As an aise, if your engine has piston cooling squirters, you will REDUCE the piston cooling flow when you reduce oil pressure.
Originally Posted By: CATERHAM
But that shouldn't come as a total surprise from someone who used to run a 15W-50 in a late model GM V6
This one he wheels out regularly is a LIE.
I posted a UOA from a friend on another forum in which he ran 15W50 in a 3.8 V-6 (Holden's recomnedations 20W50)....
https://bobistheoilguy.com/forums/ubbthreads.php?ubb=showflat&Number=2446765
I have explained that it's not my car, I have NEVER run a 50 in my L67...but CATERHAM, despite being corrected multiple times, wheels it out as a fact again and again...not to address any of my arguments, but as a feeble method to discredit.
I have asked him to show me what damage this oil caused, but there are always crickets chirping at that point.
Originally Posted By: CATERHAM
who thinks a mono grade (99 VI) dino oil is best for track use and running
Case in question was a Honda(?) racing a beater oval track endurance series, who had an acknowledged oil consumption problem.
My recommendation was that to finish first, you first have to finish, so the first order of business was minimising oil consumption at operating temperature, not minimising friction during warm-up.
I still stand by that recommendation for THAT car, in THAT application.
Originally Posted By: CATERHAM
a 20 grade oil even when specified will shorten engine life
No, OEMS are moving to their thinner grades, IN THEIR OWN WORDS, for fuel economy and carbon emmissions, while still offering to provide "acceptable" durability.

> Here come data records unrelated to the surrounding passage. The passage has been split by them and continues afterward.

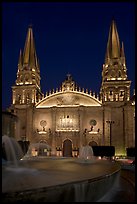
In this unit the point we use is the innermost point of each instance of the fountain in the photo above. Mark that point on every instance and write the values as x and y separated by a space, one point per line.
40 149
56 180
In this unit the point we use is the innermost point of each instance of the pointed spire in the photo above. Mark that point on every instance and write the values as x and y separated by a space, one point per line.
122 51
113 45
20 59
29 54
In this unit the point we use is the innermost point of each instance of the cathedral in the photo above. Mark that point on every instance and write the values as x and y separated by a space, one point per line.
69 116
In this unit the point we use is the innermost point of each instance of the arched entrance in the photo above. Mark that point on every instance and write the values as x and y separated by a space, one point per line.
93 143
67 148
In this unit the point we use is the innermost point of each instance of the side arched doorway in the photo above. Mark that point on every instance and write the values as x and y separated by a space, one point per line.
67 148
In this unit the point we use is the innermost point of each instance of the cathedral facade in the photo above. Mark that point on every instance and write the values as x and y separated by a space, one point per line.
69 116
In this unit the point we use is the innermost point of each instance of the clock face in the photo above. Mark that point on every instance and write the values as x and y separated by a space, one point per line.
93 122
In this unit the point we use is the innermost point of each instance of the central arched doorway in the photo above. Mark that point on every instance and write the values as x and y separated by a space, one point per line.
93 143
67 148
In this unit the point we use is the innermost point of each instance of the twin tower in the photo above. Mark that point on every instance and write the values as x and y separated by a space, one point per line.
115 85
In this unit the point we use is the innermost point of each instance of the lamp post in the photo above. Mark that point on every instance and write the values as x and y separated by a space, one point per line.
110 122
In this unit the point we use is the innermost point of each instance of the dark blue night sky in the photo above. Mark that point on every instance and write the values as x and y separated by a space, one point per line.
69 38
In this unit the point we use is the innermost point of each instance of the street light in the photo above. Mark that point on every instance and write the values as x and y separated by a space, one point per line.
110 122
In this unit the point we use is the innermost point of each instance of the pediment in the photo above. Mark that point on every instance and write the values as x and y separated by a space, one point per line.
68 98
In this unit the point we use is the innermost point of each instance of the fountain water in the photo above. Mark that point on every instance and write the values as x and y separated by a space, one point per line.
54 180
38 150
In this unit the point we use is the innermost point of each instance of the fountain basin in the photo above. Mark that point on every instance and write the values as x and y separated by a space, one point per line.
58 180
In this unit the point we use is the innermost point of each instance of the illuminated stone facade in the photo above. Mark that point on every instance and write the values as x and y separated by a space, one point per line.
69 117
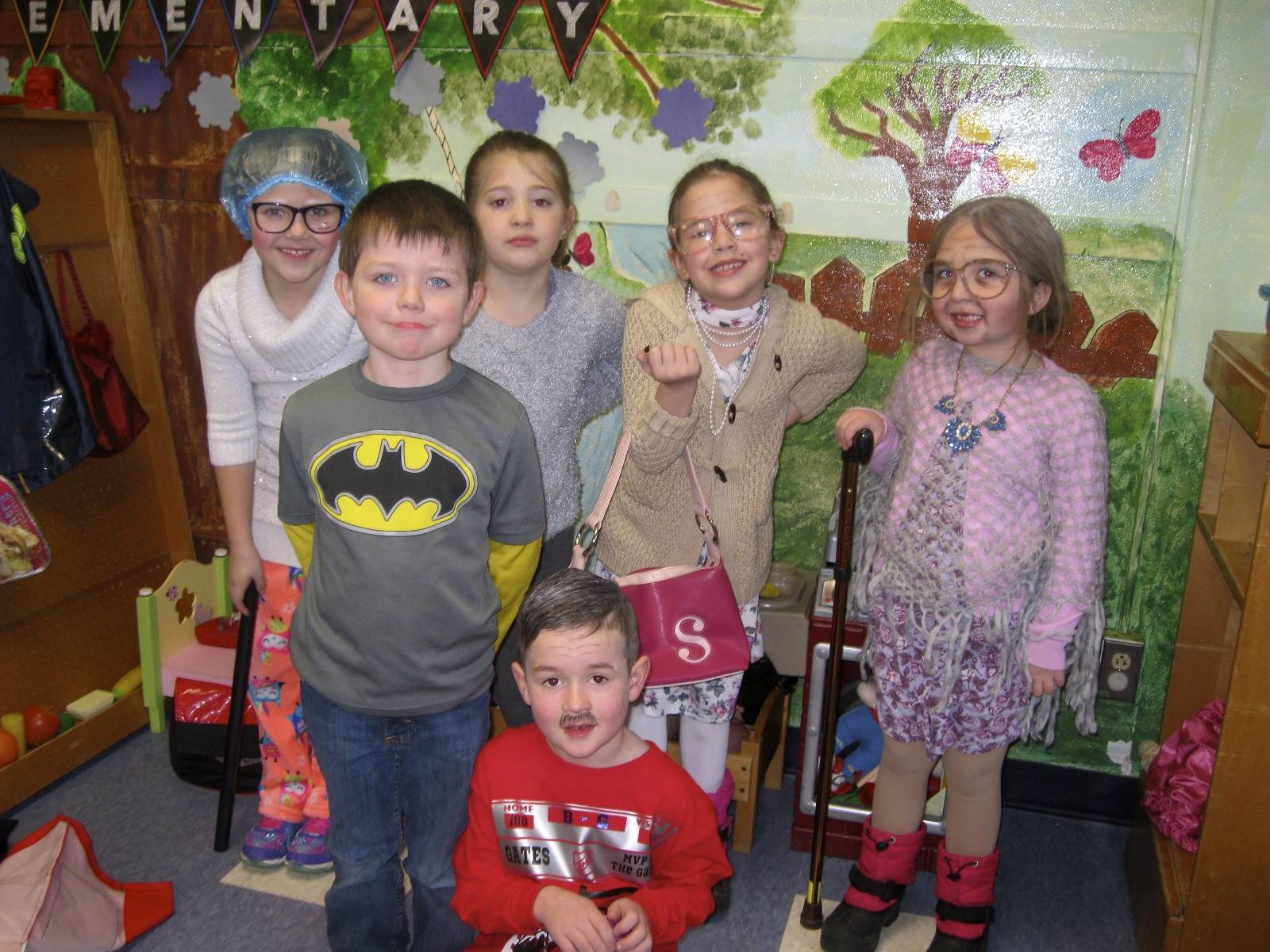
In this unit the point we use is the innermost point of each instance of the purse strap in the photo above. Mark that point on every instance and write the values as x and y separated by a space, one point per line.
595 522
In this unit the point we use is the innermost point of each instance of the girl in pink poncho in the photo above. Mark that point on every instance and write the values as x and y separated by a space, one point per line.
979 562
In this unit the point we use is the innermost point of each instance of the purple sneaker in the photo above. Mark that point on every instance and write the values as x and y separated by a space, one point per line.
308 852
268 841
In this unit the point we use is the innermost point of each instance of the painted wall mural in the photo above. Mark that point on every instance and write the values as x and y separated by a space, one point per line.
869 120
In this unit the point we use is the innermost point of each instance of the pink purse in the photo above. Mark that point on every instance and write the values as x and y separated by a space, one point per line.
689 622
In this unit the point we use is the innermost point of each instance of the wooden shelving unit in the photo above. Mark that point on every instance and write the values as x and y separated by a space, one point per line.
1216 899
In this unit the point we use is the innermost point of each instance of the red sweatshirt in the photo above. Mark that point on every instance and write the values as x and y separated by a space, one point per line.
643 829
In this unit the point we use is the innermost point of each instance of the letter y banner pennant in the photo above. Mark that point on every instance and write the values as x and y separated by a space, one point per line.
573 23
105 19
37 19
486 23
248 22
324 21
403 25
175 19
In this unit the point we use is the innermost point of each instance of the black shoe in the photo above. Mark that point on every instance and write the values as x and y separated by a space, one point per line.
854 930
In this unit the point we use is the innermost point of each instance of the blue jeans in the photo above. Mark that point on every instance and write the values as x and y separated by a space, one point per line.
384 776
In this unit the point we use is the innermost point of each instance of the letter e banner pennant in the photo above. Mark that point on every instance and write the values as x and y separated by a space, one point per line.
105 19
486 23
175 19
37 18
573 23
324 21
403 25
248 21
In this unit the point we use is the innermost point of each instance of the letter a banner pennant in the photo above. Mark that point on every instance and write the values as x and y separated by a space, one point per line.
324 21
105 19
248 21
403 25
573 23
37 18
175 19
486 23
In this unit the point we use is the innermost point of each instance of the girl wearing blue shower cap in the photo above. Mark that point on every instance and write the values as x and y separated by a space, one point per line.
267 327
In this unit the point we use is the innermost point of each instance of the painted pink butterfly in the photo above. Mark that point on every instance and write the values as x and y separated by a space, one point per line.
1106 156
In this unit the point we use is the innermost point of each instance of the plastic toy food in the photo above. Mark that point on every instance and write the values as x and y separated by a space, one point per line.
41 723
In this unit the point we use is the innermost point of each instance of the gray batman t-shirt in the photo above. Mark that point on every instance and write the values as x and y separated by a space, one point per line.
406 488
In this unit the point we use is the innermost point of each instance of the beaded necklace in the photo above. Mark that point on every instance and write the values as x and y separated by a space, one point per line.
963 435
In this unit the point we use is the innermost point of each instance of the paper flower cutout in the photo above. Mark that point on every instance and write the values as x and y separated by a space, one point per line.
683 113
418 84
145 84
582 160
516 106
214 101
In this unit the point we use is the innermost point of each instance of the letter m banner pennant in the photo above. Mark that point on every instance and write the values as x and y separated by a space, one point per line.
573 23
486 23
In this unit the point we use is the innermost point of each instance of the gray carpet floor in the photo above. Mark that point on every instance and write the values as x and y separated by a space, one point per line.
1060 886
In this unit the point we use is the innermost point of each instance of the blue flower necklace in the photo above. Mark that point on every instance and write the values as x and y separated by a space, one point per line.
963 435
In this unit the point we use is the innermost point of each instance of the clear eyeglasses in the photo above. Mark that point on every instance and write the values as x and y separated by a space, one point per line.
696 235
984 279
276 217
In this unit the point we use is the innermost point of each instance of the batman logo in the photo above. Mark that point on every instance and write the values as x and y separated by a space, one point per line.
391 484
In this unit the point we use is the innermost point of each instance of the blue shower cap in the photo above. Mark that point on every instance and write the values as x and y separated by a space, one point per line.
266 158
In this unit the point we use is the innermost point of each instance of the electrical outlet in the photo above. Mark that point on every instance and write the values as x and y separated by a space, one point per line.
1121 666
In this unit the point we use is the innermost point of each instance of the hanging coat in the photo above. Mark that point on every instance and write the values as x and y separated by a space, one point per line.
44 422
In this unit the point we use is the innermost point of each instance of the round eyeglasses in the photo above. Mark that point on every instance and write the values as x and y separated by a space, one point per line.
984 279
276 217
695 235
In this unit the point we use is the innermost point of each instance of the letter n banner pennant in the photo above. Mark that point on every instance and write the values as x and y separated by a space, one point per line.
175 19
105 19
573 23
248 21
324 21
403 25
37 18
486 23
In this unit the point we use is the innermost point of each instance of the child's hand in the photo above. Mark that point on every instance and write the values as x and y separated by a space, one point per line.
1045 681
856 419
575 923
630 926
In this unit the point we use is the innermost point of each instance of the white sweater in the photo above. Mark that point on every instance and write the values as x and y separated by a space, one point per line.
253 359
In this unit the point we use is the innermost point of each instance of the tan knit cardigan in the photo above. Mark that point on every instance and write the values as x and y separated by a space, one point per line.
802 359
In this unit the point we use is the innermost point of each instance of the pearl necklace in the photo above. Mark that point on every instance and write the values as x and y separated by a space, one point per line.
747 336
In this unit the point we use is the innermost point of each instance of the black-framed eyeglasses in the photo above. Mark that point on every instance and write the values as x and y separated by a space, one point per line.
984 279
276 217
695 235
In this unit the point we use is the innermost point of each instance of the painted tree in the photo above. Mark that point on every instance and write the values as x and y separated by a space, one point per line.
956 61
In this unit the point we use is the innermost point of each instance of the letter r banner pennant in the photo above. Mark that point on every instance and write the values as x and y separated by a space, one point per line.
105 19
248 21
486 23
403 25
37 19
573 23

My statement is that even IF they are sacrificing some small amount of engine life on a car that will be sold, wrecked, and never see out the life of the engine, it's a fair trade.
Originally Posted By: CATERHAM
just to mention few of your motor oil beliefs.
Like NOACK has some importance, and was intended for emissions systems protection ?
Like you don't NEED 0W at 100F.
Like it's "warmup wear", not "startup wear", with the wear taking place in the period while the engine is warming, a fraction of it being in the seconds beforeoil pressure is established (see Sequence IV...the manufacturers seem to put some credence in THAT warmup wear test.
Like at temperatures around freezing, a 0W won't fill the galleries any quicker than a 5W or 10W.
Originally Posted By: CATERHAM
So yes you are indeed one of the BITOG go to guys if you want a totally antedeluvian viewpoint on motor oil.
And the icing is always his pompous parting shots.
So back to the OP, don't take his scaremongering a fact, it's opinion, and it's overblown for dramatic effect and fear.
Check out the (not my) Holden UOA I linked, and see how badly the 15W50 perfromed...I'm running 5W40 in mine, and have the next 3-4 oil changes in the shed, 5W30 and 10W30 A3/B4, two grades lower than the OEM manual for my vehicle, and 1 lower than the cold weather recommendation of 15W40).